4.4. Relationship among Categories
The confusion matrix is a standard format for expressing accuracy evaluation, which can visualize the detection results and discover the relevant information among categories. We provide the confusion matrix on the DOTA validation set to explore the detailed classification accuracy.
As shown in
Figure 9, the detector is inferior at distinguishing between ground track and soccer ball fields, as they usually have similar shapes. Furthermore, in most scenarios, a soccer ball field is located within a ground track field. Moreover, we noticed that the detector mostly misidentifies the background targets as small and clustered targets such as small vehicles, which is mainly influenced by the complex scene environment. Meanwhile, the detector mostly misses objects such as ground track fields because they usually have the same color as the environment, and the iconic features are occluded by surrounding vegetation.
4.5. Failure Analysis
During the validation stage, we noticed some failure cases, as shown in
Figure 10. The yellow ellipses are the targets missed by the detector. Obviously, the detector missed the ship full of containers and classified the containers on board as ships in the left image. While in the right image, the detector missed the black car and truck covered by a gray patch. In the first case, the container on the ship completely covers the texture features of the ship, which is such an abstract situation. Although humans can make correct judgments through prior knowledge, it is difficult to obtain the hidden global semantic information for the detector. In the second case, similar colors with background and image noises (the irregular patch) lead to the omission. As we adopt the adaptive point set for the representation of oriented boxes, backgrounds with similar color and image noises may lead to the absence of some key points of objects. In the future, we may explore the attention mechanism similar to [
59,
60] for feature fusion to address this issue.

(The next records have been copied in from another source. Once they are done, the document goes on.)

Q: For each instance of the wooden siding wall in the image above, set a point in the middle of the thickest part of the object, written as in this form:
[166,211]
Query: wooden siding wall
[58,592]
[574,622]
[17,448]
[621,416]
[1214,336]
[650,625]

4.6. Limitations and Future Directions
As mentioned before, we have verified the effectiveness of our proposed method through a series of carefully designed experiments on four challenging datasets. However, there are still some unsolved issues in our proposed method.
Since the measurement and assessment of samples are only carried out during the training process, it will not affect the speed of inference. Nevertheless, DCN requires more parameters than conventional CNN to obtain an adaptive receptive field, which leads to slower convergence of DCN during training.
In addition, there are usually hundreds or thousands of objects in one image under crowded scenarios, which leads to a sharp rise in computation cost in repulsion loss, especially computing rotated IoU values. In the experiments, we use a small trick to reduce the computation cost, where we use horizontal IoU values to exclude ulterior targets. In the future, we will try to exploit the Gaussian approximation methods proposed by [
40,
41] to simplify the calculation of the rotation IoU.
Finally, we notice that objects of some categories have a dependency relationship with each other, e.g., airplanes parking in airports and soccer ball fields inside ground track fields. We can utilize the prior knowledge of relationships between classes to improve the design of the repulsion loss.